In the presidential election, key swing state results were trending toward Democratic nominee Joe Biden as vote-counting continued, but nothing was certain. President Donald Trump’s crew had filed legal attacks against the validity of various vote tallies as his supporters – in a “you can’t make this stuff up” moment – were simultaneously chanting “stop the count” where Trump was clinging to a small lead and “count the votes” where he was behind.
Many Democrats were stunned by the lack of a “blue wave” that pollsters and many liberal pundits – we suggest reviewing MSNBC’s ebullient programming from last Monday night – were promising would hand control of the U.S. Senate to the Democrats and impose generational, blue-dominated change on the national electoral map.
There were no shocking results in New Mexico. But, on the Democratic side, there will be lasting tension over the state’s slide a bit back toward purple after going bright blue in the past couple of election cycles. The Republicans won back the congressional seat that had been held by a Democrat for a single two-year term in traditionally red southern New Mexico. And while Democrat Ben Ray Luján, the longtime U.S. House member from northern New Mexico’s 3rd Congressional District, did win New Mexico’s open U.S. Senate seat, his 52% portion of the vote was underwhelming.

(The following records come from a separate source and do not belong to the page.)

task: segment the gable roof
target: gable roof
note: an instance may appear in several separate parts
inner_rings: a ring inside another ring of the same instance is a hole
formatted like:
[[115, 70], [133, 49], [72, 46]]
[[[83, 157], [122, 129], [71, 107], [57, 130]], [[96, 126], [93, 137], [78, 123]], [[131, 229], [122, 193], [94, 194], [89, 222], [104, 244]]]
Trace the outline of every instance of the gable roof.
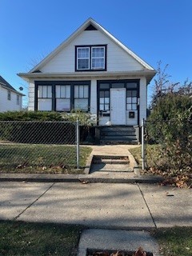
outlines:
[[104, 29], [101, 25], [97, 23], [93, 18], [88, 18], [76, 31], [74, 31], [66, 40], [61, 43], [54, 50], [53, 50], [47, 57], [46, 57], [42, 61], [41, 61], [37, 66], [35, 66], [32, 70], [30, 70], [28, 74], [39, 72], [43, 66], [45, 66], [50, 59], [52, 59], [58, 53], [59, 53], [64, 47], [68, 46], [70, 42], [72, 42], [78, 35], [79, 35], [83, 30], [98, 30], [103, 33], [106, 36], [110, 38], [116, 45], [120, 46], [123, 50], [125, 50], [128, 54], [132, 56], [136, 61], [138, 61], [145, 70], [150, 71], [154, 71], [154, 69], [144, 62], [141, 58], [136, 55], [132, 50], [123, 45], [119, 40], [114, 37], [110, 32]]
[[12, 91], [14, 91], [18, 94], [25, 96], [23, 94], [17, 91], [7, 81], [6, 81], [1, 75], [0, 75], [0, 86], [6, 88], [7, 90], [10, 90]]

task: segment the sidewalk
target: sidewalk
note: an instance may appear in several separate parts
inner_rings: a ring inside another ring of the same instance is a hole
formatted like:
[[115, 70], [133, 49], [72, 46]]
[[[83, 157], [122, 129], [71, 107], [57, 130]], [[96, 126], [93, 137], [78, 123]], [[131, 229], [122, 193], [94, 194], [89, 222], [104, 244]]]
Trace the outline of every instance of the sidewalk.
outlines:
[[[93, 146], [89, 164], [94, 155], [128, 155], [130, 160], [130, 147], [135, 146]], [[81, 235], [78, 256], [86, 256], [87, 248], [134, 250], [141, 245], [159, 256], [147, 231], [192, 226], [192, 194], [150, 184], [154, 182], [125, 171], [0, 174], [0, 219], [83, 225], [87, 230]]]

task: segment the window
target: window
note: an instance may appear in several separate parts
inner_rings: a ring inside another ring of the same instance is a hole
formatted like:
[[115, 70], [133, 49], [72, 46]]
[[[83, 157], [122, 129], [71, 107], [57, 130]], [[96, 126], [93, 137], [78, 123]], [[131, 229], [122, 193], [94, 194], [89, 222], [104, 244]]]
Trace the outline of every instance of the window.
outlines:
[[74, 110], [88, 111], [88, 86], [74, 86]]
[[90, 48], [78, 48], [78, 70], [90, 69]]
[[106, 46], [76, 46], [76, 70], [106, 70]]
[[35, 82], [34, 110], [65, 111], [90, 110], [90, 81]]
[[38, 86], [38, 110], [44, 111], [52, 110], [52, 86]]
[[91, 69], [105, 69], [105, 47], [92, 47]]
[[56, 111], [70, 111], [70, 85], [56, 85]]
[[10, 90], [7, 90], [7, 99], [8, 99], [8, 101], [10, 101]]
[[110, 110], [110, 90], [100, 90], [100, 106], [101, 111]]
[[19, 102], [20, 101], [19, 101], [19, 95], [18, 94], [17, 94], [17, 105], [19, 105]]
[[137, 110], [138, 95], [137, 90], [126, 90], [126, 110]]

But in the races that played out within the cozy, adobe confines of El Norte – north central New Mexico – there was absolutely NO drama. Democrats, as usual, won easy and everywhere.
As noted in this space previously, the GOP in this election year at least made a show of putting up some resistance around here, in the form of candidates on the ballot for legislative positions usually left to Dems alone.
Santa Fe state senators Peter Wirth and Nancy Rodriguez still racked up more than 80% in their races against GOP “challengers.”
While Republicans made some gains in rural districts in other parts of New Mexico, Democrats on Tuesday likewise won by their standard big margins in non-urban Senate districts of the north – Leo Jaramillo in a district around Española, with 68%, veteran Sen. Pete Campos around Las Vegas, with 65%, and Liz Stefanics in her wide-ranging District 39, with 55%.
North House races were also runaways. First-time candidate Kristina Ortez, a Democrat, blasted the Republican mayor of Red River by taking 74% of the vote in Taos County’s District 42. Democrat Roger Montoya, beloved for his community program in Española that empowers young people through dance and the arts, got 57% in House District 40, which extends over the mountains to Mora, despite the election-season revelation that he’d appeared in porn films decades ago as a struggling actor in his 20s.
Democrat District 43 Rep. Christine Chandler beat her Republican opponent with 61% in Los Alamos, which until recent years was a GOP stronghold. This time, though, Los Alamos didn’t go totally blue from the top of the ballot to the bottom, as it did in 2018. Los Alamos County again voted overwhelmingly Democratic in all federal and state races, including for judgeships. But in a six-candidate contest for three Los Alamos County Council seats, a Republican nabbed one seat by coming in second. Democrats finished first and third to get the other two positions.
(We’ll say again today that having someone at the top of the Republican ticket who believes and advocates for science just might go a long way toward recovery of the GOP in the home of the nation’s pre-eminent science laboratory.)
In northern New Mexico’s open congressional race, Democrat Teresa Leger Fernandez, as expected, trounced Republican Alexis Johnson 59% to 41%.
Don’t call the 2020 Democratic victories in El Norte a blue wave. They merely represent retention of the status quo.
Republicans continue to say they believe there is a substantial storehouse of conservatism in northern New Mexico, particularly among local Catholics, on the abortion issue that someday can be tapped for election victories.
What is clear at this point is that it will take something more than merely listing candidates on the ballot – such as money, maybe – for Republicans to make a dent in New Mexico’s version of the “blue wall.”